A federal judge has ordered Kentucky clerk Kim Davis to jail for contempt of court because she has refused, many times over, to comply with multiple court orders—and, you know, uphold the law—and issue marriage licenses to same-sex couples.
“The court cannot condone the willful disobedience of its lawfully issued order,” Judge Daniel Bunning said Thursday. “If you give people the opportunity to choose which orders they follow, that’s what potentially causes problems.”
In a statement released before she was held in contempt of court, Davis defended her refusals:
It is not a light issue for me. It is a Heaven or Hell decision. For me it is a decision of obedience. I have no animosity toward anyone and harbor no ill will. To me this has never been a gay or lesbian issue. It is about marriage and God's Word.
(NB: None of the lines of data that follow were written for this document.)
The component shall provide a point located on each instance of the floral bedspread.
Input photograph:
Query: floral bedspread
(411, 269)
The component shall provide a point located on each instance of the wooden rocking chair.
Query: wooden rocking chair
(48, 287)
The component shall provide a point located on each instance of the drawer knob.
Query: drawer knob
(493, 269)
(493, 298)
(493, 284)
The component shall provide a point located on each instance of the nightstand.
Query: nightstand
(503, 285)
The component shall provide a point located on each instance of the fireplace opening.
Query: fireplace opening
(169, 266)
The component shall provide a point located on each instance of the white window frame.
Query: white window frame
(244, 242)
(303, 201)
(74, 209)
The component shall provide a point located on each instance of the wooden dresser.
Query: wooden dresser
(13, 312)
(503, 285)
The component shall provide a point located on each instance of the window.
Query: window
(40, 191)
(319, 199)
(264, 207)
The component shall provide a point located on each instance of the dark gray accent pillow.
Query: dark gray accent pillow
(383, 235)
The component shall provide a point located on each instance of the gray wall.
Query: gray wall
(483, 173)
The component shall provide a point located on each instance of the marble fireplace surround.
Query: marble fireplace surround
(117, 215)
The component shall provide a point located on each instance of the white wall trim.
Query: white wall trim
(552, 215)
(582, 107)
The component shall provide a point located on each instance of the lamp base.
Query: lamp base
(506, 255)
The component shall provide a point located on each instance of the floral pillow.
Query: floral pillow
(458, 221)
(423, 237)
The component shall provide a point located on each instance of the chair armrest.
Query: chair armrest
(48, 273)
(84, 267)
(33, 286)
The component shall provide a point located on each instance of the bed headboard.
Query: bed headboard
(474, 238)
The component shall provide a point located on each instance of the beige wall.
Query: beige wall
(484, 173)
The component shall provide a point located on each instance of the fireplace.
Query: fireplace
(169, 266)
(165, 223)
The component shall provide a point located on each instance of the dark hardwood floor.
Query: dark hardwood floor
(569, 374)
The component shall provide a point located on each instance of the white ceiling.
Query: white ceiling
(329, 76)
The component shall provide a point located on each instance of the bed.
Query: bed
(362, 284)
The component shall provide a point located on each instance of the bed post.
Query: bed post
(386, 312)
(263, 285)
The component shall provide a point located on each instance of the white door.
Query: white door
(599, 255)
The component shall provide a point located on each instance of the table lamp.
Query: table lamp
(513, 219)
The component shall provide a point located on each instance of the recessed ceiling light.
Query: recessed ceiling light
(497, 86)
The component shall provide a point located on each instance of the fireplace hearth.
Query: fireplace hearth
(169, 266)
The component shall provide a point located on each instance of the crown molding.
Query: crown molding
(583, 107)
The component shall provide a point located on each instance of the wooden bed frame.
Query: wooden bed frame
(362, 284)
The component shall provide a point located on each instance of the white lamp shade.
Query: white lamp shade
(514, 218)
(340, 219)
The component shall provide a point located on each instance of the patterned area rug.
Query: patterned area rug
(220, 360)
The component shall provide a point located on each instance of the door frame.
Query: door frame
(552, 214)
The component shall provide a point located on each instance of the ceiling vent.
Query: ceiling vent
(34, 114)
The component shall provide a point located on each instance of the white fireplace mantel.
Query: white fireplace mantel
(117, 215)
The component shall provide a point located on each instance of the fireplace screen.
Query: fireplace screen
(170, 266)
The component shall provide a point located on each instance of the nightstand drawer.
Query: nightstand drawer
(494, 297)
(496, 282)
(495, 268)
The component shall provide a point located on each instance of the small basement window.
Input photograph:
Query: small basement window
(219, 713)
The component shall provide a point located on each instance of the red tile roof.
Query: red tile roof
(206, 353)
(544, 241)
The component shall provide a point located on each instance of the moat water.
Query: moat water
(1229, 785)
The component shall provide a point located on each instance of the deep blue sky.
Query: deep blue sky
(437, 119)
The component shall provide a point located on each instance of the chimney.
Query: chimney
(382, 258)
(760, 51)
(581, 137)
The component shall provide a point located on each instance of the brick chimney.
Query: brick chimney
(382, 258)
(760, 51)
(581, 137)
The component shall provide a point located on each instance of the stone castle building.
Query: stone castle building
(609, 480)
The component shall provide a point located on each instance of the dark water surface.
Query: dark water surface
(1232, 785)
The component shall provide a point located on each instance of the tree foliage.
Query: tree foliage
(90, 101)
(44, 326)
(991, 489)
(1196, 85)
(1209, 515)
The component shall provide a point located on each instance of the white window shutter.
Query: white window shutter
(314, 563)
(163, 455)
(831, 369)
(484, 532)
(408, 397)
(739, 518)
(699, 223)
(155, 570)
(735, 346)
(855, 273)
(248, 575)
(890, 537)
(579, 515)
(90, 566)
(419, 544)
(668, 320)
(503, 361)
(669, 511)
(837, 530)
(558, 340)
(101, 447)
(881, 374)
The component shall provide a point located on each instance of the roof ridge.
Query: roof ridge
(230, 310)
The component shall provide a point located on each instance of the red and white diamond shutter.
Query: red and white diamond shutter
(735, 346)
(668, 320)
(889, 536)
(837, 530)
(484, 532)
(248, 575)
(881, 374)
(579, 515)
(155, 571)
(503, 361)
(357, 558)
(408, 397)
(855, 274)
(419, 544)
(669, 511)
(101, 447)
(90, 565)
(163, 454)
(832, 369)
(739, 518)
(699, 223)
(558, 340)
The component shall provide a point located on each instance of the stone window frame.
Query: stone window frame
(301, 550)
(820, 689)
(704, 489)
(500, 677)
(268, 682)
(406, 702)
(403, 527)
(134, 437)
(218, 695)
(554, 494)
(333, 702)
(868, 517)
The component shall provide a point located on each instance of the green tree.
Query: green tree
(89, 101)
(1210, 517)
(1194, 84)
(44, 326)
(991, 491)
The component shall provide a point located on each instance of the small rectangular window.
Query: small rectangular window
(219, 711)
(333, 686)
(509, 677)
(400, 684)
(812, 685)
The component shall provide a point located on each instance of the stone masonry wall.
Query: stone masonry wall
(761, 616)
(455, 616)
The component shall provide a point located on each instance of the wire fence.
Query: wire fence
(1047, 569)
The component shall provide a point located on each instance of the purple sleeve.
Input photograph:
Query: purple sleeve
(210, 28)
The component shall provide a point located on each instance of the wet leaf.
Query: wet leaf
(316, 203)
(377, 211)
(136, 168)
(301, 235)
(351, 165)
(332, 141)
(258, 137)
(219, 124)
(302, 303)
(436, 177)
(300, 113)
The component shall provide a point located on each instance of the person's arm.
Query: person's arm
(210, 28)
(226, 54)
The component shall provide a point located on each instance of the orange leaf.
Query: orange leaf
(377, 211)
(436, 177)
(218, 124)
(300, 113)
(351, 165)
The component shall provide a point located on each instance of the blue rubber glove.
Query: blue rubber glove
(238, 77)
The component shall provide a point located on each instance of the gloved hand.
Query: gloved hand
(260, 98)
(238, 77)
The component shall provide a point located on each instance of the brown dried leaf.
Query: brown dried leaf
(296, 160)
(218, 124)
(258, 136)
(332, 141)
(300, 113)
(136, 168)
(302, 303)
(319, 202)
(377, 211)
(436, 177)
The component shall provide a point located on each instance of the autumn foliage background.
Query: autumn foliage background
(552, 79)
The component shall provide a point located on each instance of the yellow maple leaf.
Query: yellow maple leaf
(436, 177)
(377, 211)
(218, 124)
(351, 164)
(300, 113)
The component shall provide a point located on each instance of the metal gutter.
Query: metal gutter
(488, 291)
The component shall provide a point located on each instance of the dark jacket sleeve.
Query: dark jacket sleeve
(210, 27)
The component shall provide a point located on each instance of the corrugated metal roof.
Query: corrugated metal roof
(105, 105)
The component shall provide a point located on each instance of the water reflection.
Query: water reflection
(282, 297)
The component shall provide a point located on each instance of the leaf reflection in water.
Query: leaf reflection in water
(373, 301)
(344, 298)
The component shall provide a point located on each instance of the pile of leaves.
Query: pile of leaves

It is a matter of religious liberty, which is protected under the First Amendment, the Kentucky Constitution, and in the Kentucky Religious Freedom Restoration Act.
Davis' case is just the most recent example of a court ruling against religious liberty claims made by public officials, as Katherine Franke, a professor at Columbia Law School, recently told me.
“There is some history of public officials—police, firefighters, people like that—saying they want to be excused from performing certain assignments because of their religious beliefs,” Franke explained. “And the courts have been consistent in saying, ‘No, that’s not a permissible exercise of religious liberty because it shifts the costs of your religious interests onto other third parties.’ [In the case of clerks refusing to issue marriage licenses to same-sex couples], we’re talking about the cost of when public officials are saying, ‘I want someone else to do the job I’m required to do.’”
Lawyers representing the couples who petitioned to bring the clerk into compliance had requested a fine, not jail time. Bunning, a George W. Bush appointee who had previously ruled against Davis' religious liberty claim, said Davis would be released once she agreed to comply with his court order. (And the law and basic dictates of her job, which, again, she is free to resign from at any time if it's an intolerable burden to her conscience.)